The first time I seriously considered leaving the United States to travel full-time was March 2014. I was 58 years old. Two months later, I had sold or given away almost everything I owned. Three years later, I am writing this from 40,000 feet, as I fly back from my 1,167-day worldwide journey. I am different from when I left: I am a woman who trusts herself absolutely.
I am 61 and fearless.
Looking back, I marvel at the confidence it took to cancel the lease on my luxury condo, sell my sports car, end my relationship with a wonderful man (I couldn’t ask him to wait for me), close my consulting company, and resign from two board of director positions. I didn’t have a lot of money, investments, or an inheritance to fall back on, I only knew there was something missing in my life.
I had done everything I was supposed to do: raised two sons, became a successful entrepreneur, served my community and somehow lost some of me in all of it. I was living a life that no longer served me, working to pay huge bills to have the things I thought would make me happy. But they didn’t. They just shackled me to a life that wasn’t fulfilling.
I longed to simplify. I wanted to travel.
As a spiritual life coach and an energy healing practitioner, I knew I would be able to work from anywhere in the world. Using social media, I was able to create a bit of passive income as I set out on my journey.
I was living a life that no longer served me, working to pay huge bills to have the things I thought would make me happy. But they didn’t. They just shackled me to a life that wasn’t fulfilling.
In July, just four months after I decided to upend my life, I said goodbye to my sons, mother, family and friends, and spent a last bittersweet night with my boyfriend. Each goodbye broke my heart. Each goodbye was a step closer to my dream.
But that’s not to say that I wasn’t scared!
The little girl inside of me wanted to stay comfortable in the life I had created. A little voice in the back of my head was saying, “What if you’re wrong? What if you don’t like it? What if this is a whole lot harder than you think it’s going to be? What if this is a huge mistake?” Still, I had to do it.
That first year, I explored twelve countries in Europe and volunteered in Bosnia excavating the world’s largest pyramids. For the next 18 months, I lived in The Sacred Valley of Peru’s Andean highlands, investigated the ruins of Bolivia, drove all over southern Mexico, and worked as a guide for a spiritual healer in Brazil. Then I spent six months in South Africa, visiting ancient structures from Nelspruit to Cape Town. I experienced miracles and unexplained occurrences. From there, I traveled to Asia, visiting six countries. I especially loved Thailand.
In the last three years, I’ve experienced so many different events and emotions. There were times that I was nearly out of money. There were times that I felt deeply alone. There were times that I looked up to realize that I was in physical danger. But there was also joy — oh so much joy.

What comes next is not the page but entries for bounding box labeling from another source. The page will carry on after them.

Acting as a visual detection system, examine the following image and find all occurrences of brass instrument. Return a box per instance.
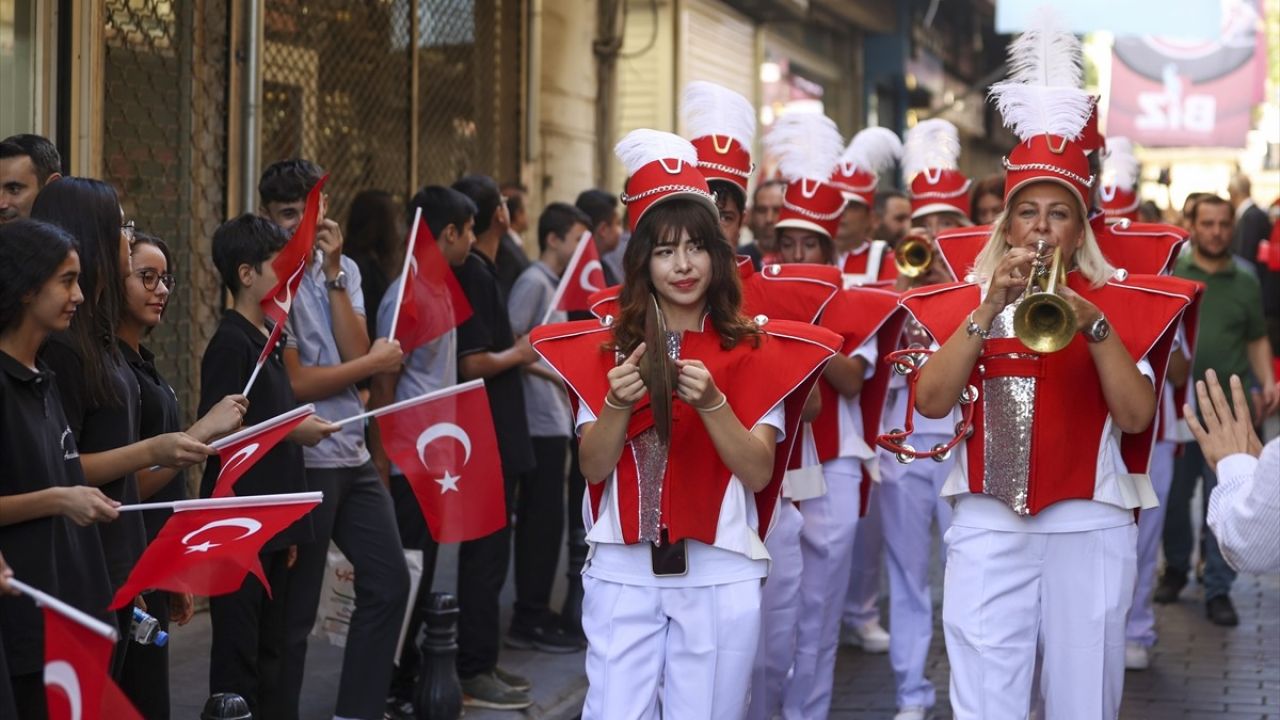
[1014,240,1075,352]
[893,236,933,278]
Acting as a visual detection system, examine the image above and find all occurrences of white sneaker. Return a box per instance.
[840,620,888,653]
[1124,643,1151,670]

Fourteen months into my journey, while I was in Brazil working for the spiritual healer, I met a young Swiss woman with breast cancer that had spread to her bones. She looked healthy but was in tremendous pain. She’d been told that she would die soon, so she’d come from Switzerland to see the famous healer. I guided the woman through her journey with the healer, and her health improved. Three years later, she is alive and thriving. I had many similar experiences, and though it pained me to see people suffering, it was so gratifying to know that I was playing a significant role in their healing.
I got the opportunity to step outside of what was expected of me. I got to escape the rules that American society tells a 58-year-old woman she is supposed to live by.

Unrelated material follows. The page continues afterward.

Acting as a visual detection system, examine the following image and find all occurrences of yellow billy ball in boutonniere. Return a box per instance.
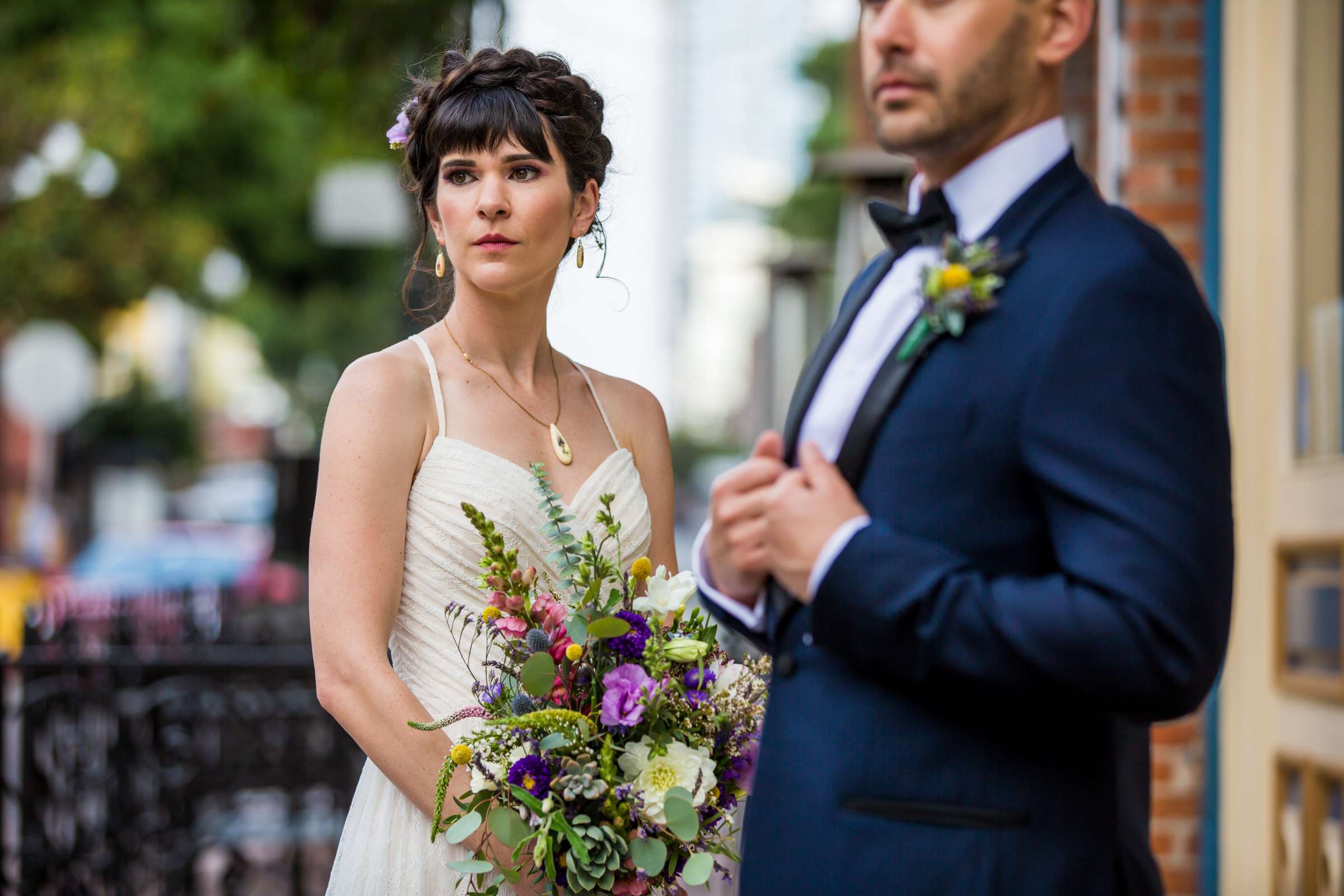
[897,235,1021,361]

Last July, just a couple of months before I returned to the United States, I spent a month in the Thai village of Pai. It is an absolutely beautiful place, and despite being surrounded by many people, even some close friends, I felt lonely a lot of the time. Loneliness is not something I often experience, and it felt especially painful. I found myself drawn to a small bungalow owned by a beautiful Buddhist woman. I rented the house from her, and even though she spoke no English, and I do not speak Thai, we communicated through our eyes and gestures. She appeared over and over to look after me when I needed it most, appearing with an open heart and meeting my needs before I even knew I had them. It was humbling, and I had to learn to accept her gifts of food and comfort. I cried when she dropped me off at the bus station the day I left, and not a day passes that I don’t remember that there are opportunities to serve others the way my Buddhist angel served me.

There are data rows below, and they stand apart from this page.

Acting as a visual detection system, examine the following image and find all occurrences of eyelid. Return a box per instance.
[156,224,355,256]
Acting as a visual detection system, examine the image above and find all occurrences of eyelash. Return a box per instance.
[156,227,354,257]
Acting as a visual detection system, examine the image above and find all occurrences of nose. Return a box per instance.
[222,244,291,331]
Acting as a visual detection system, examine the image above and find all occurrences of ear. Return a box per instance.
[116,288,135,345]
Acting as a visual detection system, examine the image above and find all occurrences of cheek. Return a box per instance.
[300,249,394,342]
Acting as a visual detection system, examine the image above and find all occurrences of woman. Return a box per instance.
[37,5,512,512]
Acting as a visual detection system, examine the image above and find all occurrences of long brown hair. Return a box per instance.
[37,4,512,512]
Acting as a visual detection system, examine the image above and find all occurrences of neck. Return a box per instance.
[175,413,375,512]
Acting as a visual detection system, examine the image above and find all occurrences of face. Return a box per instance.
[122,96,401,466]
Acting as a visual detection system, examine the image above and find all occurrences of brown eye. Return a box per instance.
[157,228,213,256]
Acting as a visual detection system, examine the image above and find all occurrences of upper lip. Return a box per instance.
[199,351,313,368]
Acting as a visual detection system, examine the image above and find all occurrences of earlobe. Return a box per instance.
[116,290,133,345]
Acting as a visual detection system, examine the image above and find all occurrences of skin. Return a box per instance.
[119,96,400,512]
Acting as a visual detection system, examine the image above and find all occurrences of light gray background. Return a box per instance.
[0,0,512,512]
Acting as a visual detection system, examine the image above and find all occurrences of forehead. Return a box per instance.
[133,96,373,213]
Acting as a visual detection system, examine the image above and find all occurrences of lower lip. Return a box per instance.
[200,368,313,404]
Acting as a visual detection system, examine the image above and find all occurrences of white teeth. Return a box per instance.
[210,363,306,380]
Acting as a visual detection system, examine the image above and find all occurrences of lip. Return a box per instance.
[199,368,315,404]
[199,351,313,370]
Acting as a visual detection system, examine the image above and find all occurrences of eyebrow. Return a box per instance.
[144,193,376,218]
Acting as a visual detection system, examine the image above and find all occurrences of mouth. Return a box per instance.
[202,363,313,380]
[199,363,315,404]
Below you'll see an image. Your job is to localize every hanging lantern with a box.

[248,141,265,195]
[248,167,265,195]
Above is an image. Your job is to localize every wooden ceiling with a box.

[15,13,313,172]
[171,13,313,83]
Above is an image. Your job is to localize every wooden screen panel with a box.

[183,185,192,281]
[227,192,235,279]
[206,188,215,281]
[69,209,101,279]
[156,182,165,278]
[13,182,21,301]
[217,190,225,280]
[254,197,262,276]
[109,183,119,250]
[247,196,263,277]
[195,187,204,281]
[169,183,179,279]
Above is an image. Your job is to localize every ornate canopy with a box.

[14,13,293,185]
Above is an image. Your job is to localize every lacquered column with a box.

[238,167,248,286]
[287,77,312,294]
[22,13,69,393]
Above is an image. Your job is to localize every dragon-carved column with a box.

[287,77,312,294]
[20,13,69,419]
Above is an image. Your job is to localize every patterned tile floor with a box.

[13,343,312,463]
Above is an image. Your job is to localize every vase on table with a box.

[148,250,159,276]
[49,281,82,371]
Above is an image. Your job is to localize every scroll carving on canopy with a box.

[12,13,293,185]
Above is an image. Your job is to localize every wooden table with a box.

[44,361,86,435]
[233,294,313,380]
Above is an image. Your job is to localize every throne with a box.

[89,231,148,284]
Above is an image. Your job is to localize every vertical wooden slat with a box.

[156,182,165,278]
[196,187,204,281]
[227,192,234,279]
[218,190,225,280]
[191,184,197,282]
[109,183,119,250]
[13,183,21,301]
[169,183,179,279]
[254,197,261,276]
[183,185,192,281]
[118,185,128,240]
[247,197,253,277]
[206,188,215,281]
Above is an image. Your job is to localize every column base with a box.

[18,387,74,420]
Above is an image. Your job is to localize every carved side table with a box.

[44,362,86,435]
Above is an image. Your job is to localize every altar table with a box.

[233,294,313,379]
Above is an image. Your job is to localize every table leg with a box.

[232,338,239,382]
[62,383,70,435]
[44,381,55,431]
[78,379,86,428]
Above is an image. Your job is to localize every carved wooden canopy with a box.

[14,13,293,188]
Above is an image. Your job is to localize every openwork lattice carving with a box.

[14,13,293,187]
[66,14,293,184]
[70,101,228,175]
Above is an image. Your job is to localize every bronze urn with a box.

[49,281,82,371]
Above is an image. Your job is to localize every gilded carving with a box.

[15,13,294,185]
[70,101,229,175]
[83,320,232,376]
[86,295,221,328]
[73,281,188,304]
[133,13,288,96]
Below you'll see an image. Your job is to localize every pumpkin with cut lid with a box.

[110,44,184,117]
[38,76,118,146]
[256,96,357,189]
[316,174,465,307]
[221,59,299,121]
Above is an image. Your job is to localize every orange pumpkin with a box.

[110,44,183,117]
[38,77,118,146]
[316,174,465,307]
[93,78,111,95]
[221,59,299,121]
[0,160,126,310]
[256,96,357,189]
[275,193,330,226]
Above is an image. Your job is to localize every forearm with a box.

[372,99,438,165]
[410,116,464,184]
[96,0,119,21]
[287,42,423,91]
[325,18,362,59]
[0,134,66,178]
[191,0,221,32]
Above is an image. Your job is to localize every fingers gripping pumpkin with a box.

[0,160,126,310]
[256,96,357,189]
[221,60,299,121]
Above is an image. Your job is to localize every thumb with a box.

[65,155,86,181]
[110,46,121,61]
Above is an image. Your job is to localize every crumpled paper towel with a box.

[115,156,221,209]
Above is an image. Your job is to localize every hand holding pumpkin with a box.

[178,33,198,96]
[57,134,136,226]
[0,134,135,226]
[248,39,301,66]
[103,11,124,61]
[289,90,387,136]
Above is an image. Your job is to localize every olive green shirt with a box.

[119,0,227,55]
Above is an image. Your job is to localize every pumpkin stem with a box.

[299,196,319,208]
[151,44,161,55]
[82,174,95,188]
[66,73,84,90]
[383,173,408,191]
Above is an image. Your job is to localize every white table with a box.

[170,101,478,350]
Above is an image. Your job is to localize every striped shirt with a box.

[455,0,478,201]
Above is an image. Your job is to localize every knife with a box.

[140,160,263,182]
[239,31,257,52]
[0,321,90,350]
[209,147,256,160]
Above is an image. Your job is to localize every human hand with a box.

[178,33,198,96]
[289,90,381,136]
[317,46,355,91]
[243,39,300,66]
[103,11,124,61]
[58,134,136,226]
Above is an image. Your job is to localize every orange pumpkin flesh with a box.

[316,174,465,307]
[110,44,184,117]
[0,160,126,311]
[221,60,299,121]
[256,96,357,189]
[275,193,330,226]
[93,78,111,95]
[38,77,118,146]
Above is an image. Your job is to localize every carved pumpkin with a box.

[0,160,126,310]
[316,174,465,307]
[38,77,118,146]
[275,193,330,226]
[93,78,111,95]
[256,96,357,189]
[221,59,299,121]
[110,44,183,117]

Now, I am resting. I am preparing for a new adventure. I am living in the knowledge that I went in search of meaning for my life and I found it. People often say to me, “You’re so lucky,” but the truth is there was no luck involved here. I followed my heart. Because I did, I got the opportunity to step outside of what was expected of me. I got to escape the rules that American society tells a 58-year-old woman she is supposed to live by. And I found the most important thing each of us can find in this world. I found my truest self and what brings joy into my life.
It wasn’t easy, but the unknown isn’t. There were times I was afraid and alone and wondering, What in the world have I done? That’s when I discovered I already had all the answers, I just had to listen for them.